In our April newsletter, we looked at female leadership at State Investors. Only two Asian funds are led by women today: KWAP and GPF. We had the great pleasure of speaking with Dr. Srikanya Yathip, the Secretary General of Thailand’s GPF, which has been evolving and growing very rapidly and could become a significant investor at global scale in the next few years.

[GSWF] Could you please explain us Thailand’s pension system incl. SSO and GPF?

[GPF] Both are very different organizations: SSO was created in 1972 as an occupational compensation fund under the Ministry of Labor, and it has grown to 24 million members as a defined benefit scheme. GPF was established under the Ministry of Finance in 1997 and is a defined contribution fund only dedicated to government officials, so with a much lower member base. I believe we are sustainable because each member has their individual accounts and can encourage savings and provide welfare and other benefits to members.

[GSWF] Do you think Thailand has basis for a SWF, given the US$ 200 billion in reserves held by the Central Bank?

[GPF] There is a lot of sensitivity in the region because of the 1MDB case, as proven by the current discussions in the Philippines, but I believe SWFs are good vehicles for the government to pursue opportunities. In my opinion, Thailand would benefit from having a SWF because it could come from different sources of income including commodities and privatizations; and it would reduce its dependency on taxes, tourism, and Chinese capital flows. That said, I believe it is still a bit early for us and we must learn from other successful funds in the region such as Temasek, GIC, and INA; being mindful of transparency, political influence, and other risks.

[GSWF] As of March 2023, GPF manages $13.2bn in fund value plus $22.5bn in reserves. Are these two managed separately?

[GPF] The core fund is managed on behalf of the members according to risk profiles. The reserve account can be used by the government for emergency situations. And the government shall allot the budget to compensate the money in the following fiscal year.

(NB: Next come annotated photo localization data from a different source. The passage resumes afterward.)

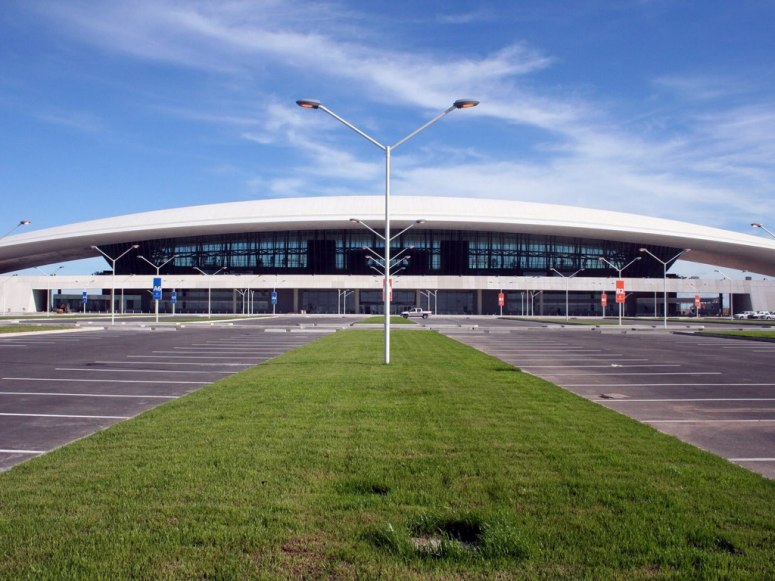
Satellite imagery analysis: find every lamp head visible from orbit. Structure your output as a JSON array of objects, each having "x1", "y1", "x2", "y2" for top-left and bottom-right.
[
  {"x1": 415, "y1": 219, "x2": 427, "y2": 224},
  {"x1": 349, "y1": 218, "x2": 360, "y2": 224},
  {"x1": 296, "y1": 99, "x2": 321, "y2": 109},
  {"x1": 132, "y1": 245, "x2": 139, "y2": 249},
  {"x1": 751, "y1": 223, "x2": 762, "y2": 228},
  {"x1": 453, "y1": 99, "x2": 479, "y2": 109},
  {"x1": 638, "y1": 248, "x2": 647, "y2": 252},
  {"x1": 20, "y1": 219, "x2": 31, "y2": 226}
]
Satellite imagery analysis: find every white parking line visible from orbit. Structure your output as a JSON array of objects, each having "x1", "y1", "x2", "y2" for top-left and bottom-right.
[
  {"x1": 646, "y1": 419, "x2": 775, "y2": 423},
  {"x1": 0, "y1": 413, "x2": 130, "y2": 419},
  {"x1": 3, "y1": 377, "x2": 208, "y2": 384},
  {"x1": 729, "y1": 458, "x2": 775, "y2": 462},
  {"x1": 0, "y1": 449, "x2": 45, "y2": 454},
  {"x1": 525, "y1": 364, "x2": 680, "y2": 369},
  {"x1": 541, "y1": 372, "x2": 722, "y2": 377},
  {"x1": 594, "y1": 398, "x2": 775, "y2": 403},
  {"x1": 130, "y1": 355, "x2": 269, "y2": 359},
  {"x1": 0, "y1": 391, "x2": 177, "y2": 399},
  {"x1": 55, "y1": 367, "x2": 234, "y2": 375},
  {"x1": 94, "y1": 360, "x2": 251, "y2": 366},
  {"x1": 566, "y1": 382, "x2": 775, "y2": 387}
]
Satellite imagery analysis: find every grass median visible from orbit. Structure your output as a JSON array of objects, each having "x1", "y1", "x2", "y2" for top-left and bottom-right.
[{"x1": 0, "y1": 330, "x2": 773, "y2": 578}]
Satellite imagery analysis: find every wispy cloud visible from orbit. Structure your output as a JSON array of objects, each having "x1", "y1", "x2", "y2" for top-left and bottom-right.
[{"x1": 35, "y1": 110, "x2": 105, "y2": 134}]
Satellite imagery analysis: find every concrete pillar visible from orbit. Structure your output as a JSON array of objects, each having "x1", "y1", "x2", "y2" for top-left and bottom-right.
[
  {"x1": 355, "y1": 289, "x2": 361, "y2": 313},
  {"x1": 476, "y1": 289, "x2": 483, "y2": 315},
  {"x1": 293, "y1": 288, "x2": 299, "y2": 313}
]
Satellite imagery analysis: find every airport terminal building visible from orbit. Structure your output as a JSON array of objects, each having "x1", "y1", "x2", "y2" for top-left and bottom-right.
[{"x1": 1, "y1": 196, "x2": 774, "y2": 316}]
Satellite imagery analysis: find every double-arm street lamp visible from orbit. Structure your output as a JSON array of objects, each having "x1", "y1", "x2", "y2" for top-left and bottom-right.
[
  {"x1": 1, "y1": 219, "x2": 31, "y2": 240},
  {"x1": 193, "y1": 266, "x2": 227, "y2": 319},
  {"x1": 751, "y1": 223, "x2": 775, "y2": 240},
  {"x1": 92, "y1": 244, "x2": 139, "y2": 325},
  {"x1": 549, "y1": 267, "x2": 585, "y2": 321},
  {"x1": 297, "y1": 98, "x2": 479, "y2": 363},
  {"x1": 33, "y1": 265, "x2": 63, "y2": 316},
  {"x1": 138, "y1": 255, "x2": 178, "y2": 323},
  {"x1": 714, "y1": 268, "x2": 735, "y2": 320},
  {"x1": 598, "y1": 256, "x2": 641, "y2": 326},
  {"x1": 638, "y1": 248, "x2": 691, "y2": 328}
]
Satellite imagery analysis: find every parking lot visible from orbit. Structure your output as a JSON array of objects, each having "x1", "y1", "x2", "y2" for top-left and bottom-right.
[
  {"x1": 0, "y1": 321, "x2": 328, "y2": 471},
  {"x1": 442, "y1": 322, "x2": 775, "y2": 479},
  {"x1": 3, "y1": 315, "x2": 774, "y2": 479}
]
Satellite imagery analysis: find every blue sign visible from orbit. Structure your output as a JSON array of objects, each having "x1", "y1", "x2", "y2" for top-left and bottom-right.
[
  {"x1": 171, "y1": 291, "x2": 177, "y2": 304},
  {"x1": 271, "y1": 291, "x2": 277, "y2": 305},
  {"x1": 81, "y1": 291, "x2": 88, "y2": 304},
  {"x1": 152, "y1": 277, "x2": 162, "y2": 301}
]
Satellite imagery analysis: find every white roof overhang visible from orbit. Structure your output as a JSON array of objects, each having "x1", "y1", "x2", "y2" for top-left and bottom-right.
[{"x1": 1, "y1": 196, "x2": 774, "y2": 275}]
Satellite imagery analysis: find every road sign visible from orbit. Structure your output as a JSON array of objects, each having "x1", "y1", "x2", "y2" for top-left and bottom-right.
[
  {"x1": 81, "y1": 291, "x2": 88, "y2": 304},
  {"x1": 615, "y1": 279, "x2": 625, "y2": 304},
  {"x1": 601, "y1": 292, "x2": 608, "y2": 307},
  {"x1": 152, "y1": 277, "x2": 162, "y2": 301},
  {"x1": 170, "y1": 291, "x2": 177, "y2": 304},
  {"x1": 271, "y1": 291, "x2": 278, "y2": 305},
  {"x1": 498, "y1": 292, "x2": 505, "y2": 307}
]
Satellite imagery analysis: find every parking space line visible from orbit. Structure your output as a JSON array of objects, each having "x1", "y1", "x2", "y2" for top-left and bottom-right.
[
  {"x1": 0, "y1": 449, "x2": 45, "y2": 454},
  {"x1": 729, "y1": 458, "x2": 775, "y2": 462},
  {"x1": 95, "y1": 360, "x2": 251, "y2": 366},
  {"x1": 3, "y1": 377, "x2": 208, "y2": 384},
  {"x1": 593, "y1": 398, "x2": 775, "y2": 403},
  {"x1": 566, "y1": 382, "x2": 775, "y2": 387},
  {"x1": 0, "y1": 392, "x2": 177, "y2": 399},
  {"x1": 0, "y1": 413, "x2": 130, "y2": 419},
  {"x1": 55, "y1": 367, "x2": 234, "y2": 375},
  {"x1": 538, "y1": 372, "x2": 722, "y2": 377},
  {"x1": 646, "y1": 419, "x2": 775, "y2": 423},
  {"x1": 130, "y1": 355, "x2": 266, "y2": 359},
  {"x1": 525, "y1": 364, "x2": 679, "y2": 369}
]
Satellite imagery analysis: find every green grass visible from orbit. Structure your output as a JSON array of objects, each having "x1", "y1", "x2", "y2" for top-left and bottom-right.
[
  {"x1": 0, "y1": 331, "x2": 773, "y2": 579},
  {"x1": 357, "y1": 315, "x2": 416, "y2": 324},
  {"x1": 0, "y1": 325, "x2": 69, "y2": 334}
]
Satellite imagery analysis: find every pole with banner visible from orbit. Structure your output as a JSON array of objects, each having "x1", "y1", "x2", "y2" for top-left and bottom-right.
[
  {"x1": 152, "y1": 277, "x2": 162, "y2": 323},
  {"x1": 171, "y1": 290, "x2": 177, "y2": 317},
  {"x1": 615, "y1": 279, "x2": 625, "y2": 326},
  {"x1": 601, "y1": 292, "x2": 607, "y2": 318},
  {"x1": 498, "y1": 291, "x2": 505, "y2": 316},
  {"x1": 81, "y1": 291, "x2": 88, "y2": 314},
  {"x1": 694, "y1": 294, "x2": 701, "y2": 318}
]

Such emergency has not happened in the 25 years of GPF, so I believe this pool of capital could be managed more aggressively, like a SWF.

[GSWF] GPF has options other than the default plan – does this respond to a sophistication and demand of your members?

[GPF] Last month the law was amended to change the default choice, and to make it possible for younger members to invest in a riskier plan. The lifepath plan is now the default choice and will remain so for that 90% of member who does not change plans over time. Once they retire, the profile will automatically change. Also, younger members prefer to be riskier and hence our offer of several options.

[GSWF] The cap on foreign investments was recently raised from 40% to 60% - where do you see growth going forward? [GPF] We increased the % of foreign investment because we want to have the flexibility of choosing the right balance in our portfolio. We have three different horizons: short term (1-2y), medium term (3-5y) and long term (10-15y). In the short term, we are looking carefully at inflation, tactical thinking, and pivoting away from the US given the current financial distress. However, we try to be very granular and not to generalize. We like emerging markets such as Thailand and China because they are normally less volatile that advanced markets.

[GSWF] Can you share how you managed to integrate ESG considerations into the investment decision process at GPF?

[GPF] We are universal owners, and we therefore have a responsibility that should come before anything else. After believing in it, you must commit to it and put it in writing. Execution and integration are complicated at first because you have to understand very well your portfolio and work close with OECD, PRI, WB, etc. We need to be qualitative but also quantitative; and due diligence (before and after investment) is crucial. I don’t personally believe in divestment, which should be the last resort if nothing else works. We have signed a commitment with 42 investment organizations in Thailand, so that we can influence the market and companies positively.

[GSWF] Only one in 10 State-Owned Investors has a female CEO globally – what do you make of this statistic?

[GPF] Only 38% of our staff are male, but they hold more leadership positions. Women have to take a look at the way we speak and look and avoid any gender bias. We can handle more things and should be able to foster a collaborative environment with stakeholders, media, ESG, etc. Also, women should have multi-language skills and more self confidence in order to have more chances of succeeding.

[GSWF] You are an excellent role model, with experiences in the UK and Japan and 13 years at GPF – what is your advice for young females?

[GPF] You should be reliable and have a positive attitude; communicate effectively according to your audience; show leadership skills at any level and initiative; have a strong relationship with people and empathy; continuously improve, read, and seek opportunities; and be able to take constructive feedback. Importantly, my advice would be not to give up and foster trust in your organization – being a role model takes time, patience, and hard-work.